Die FDP hofft, dass weitere SVP-Unternehmer Spuhlers Beispiel folgen. FDP-Präsident Pelli hat Vertretern des SVP-Wirtschaftsflügels extra einen Brief geschrieben – sie sollen «Farbe bekennen».

 

Messmer: Diese Hoffnung ist berechtigt. Auch die SVP hat Exponenten, die erkennen, was der Wirtschaftsstandort braucht. Und er braucht alles andere als eine solche Initiative, welche die Personenfreizügigkeit gefährdet.

 

Mit ihrem Brief ruft die FDP den SVP-Wirtschaftsflügel faktisch dazu auf, sich gegen die eigene Partei zu stellen. Das könnte sich auch kontraproduktiv auswirken.

 

Messmer: In einem solchen Moment wie jetzt darf man nicht taktisch überlegen. Jetzt geht es darum, der Öffentlichkeit absolut reinen Wein einzuschenken. Und da gibt es nur eines: saubere, klare Position beziehen.

 

Der FDP-Präsident findet, die SVP-Zuwanderungs-Initiative sei ein «Frontalangriff auf Wohlstand und Stabilität in der Schweiz». Ist das nicht übertrieben?

 

Messmer: Nein.
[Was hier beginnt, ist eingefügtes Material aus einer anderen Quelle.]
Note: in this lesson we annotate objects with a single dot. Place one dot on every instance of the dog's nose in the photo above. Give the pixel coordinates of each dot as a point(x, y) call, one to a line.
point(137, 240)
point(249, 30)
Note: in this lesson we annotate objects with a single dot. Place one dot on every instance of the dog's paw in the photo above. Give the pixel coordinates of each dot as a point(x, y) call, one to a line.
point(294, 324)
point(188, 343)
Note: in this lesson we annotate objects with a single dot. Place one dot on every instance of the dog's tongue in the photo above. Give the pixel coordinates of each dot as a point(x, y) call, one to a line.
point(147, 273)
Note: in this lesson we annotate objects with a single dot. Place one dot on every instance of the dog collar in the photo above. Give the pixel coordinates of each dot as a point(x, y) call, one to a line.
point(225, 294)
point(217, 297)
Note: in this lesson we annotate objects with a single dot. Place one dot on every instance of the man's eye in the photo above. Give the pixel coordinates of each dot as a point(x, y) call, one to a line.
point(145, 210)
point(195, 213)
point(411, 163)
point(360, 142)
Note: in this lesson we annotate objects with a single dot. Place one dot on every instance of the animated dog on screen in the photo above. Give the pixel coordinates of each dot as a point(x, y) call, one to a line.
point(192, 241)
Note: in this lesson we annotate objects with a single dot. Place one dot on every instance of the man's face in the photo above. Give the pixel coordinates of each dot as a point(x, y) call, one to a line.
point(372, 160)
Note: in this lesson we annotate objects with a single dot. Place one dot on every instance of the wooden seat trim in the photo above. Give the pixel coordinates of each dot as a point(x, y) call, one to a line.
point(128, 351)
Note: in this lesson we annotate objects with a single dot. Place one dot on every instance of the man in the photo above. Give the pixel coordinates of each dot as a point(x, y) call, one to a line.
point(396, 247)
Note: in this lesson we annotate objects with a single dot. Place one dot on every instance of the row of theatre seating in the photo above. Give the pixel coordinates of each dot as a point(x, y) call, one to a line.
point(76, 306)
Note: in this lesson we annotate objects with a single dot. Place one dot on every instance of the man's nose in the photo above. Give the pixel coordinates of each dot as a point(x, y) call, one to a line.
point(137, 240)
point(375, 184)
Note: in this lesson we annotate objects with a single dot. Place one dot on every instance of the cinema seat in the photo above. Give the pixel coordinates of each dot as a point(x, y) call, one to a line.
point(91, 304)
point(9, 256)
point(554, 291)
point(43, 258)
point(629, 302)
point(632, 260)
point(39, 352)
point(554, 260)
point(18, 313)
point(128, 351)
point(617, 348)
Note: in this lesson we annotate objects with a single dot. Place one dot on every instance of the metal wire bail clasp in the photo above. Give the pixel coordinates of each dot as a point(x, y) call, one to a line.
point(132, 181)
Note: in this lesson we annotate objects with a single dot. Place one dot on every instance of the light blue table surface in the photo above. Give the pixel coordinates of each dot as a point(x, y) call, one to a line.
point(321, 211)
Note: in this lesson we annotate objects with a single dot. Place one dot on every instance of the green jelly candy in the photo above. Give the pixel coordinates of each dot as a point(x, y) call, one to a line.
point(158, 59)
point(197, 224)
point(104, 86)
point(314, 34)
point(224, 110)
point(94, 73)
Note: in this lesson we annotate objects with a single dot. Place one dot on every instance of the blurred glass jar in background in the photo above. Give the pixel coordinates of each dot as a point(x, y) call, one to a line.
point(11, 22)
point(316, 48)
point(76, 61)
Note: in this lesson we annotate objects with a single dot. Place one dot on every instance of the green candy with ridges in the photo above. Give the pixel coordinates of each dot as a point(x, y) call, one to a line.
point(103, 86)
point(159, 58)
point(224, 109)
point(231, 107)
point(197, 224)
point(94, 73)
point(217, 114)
Mit der Personenfreizügigkeit sind rund 350 000 neue Arbeitsplätze entstanden. Vorwiegend besetzt durch Leute mit höherer Bildung. Das hat weitere Arbeitsplätze geschaffen, und die Arbeitslosigkeit ist von über 4 auf 2,8 Prozent gesunken. Dies haben wir nur erreicht dank der Personenfreizügigkeit. Fällt sie weg, werden tatsächlich unser Wohlstand und die Wirtschaftsentwicklung gefährdet. Wenn wir beginnen, mit der Personenfreizügigkeit zu spielen, könnte das die ganzen Bilateralen gefährden. Das wäre dann wirklich das «Worst Case»-Szenario.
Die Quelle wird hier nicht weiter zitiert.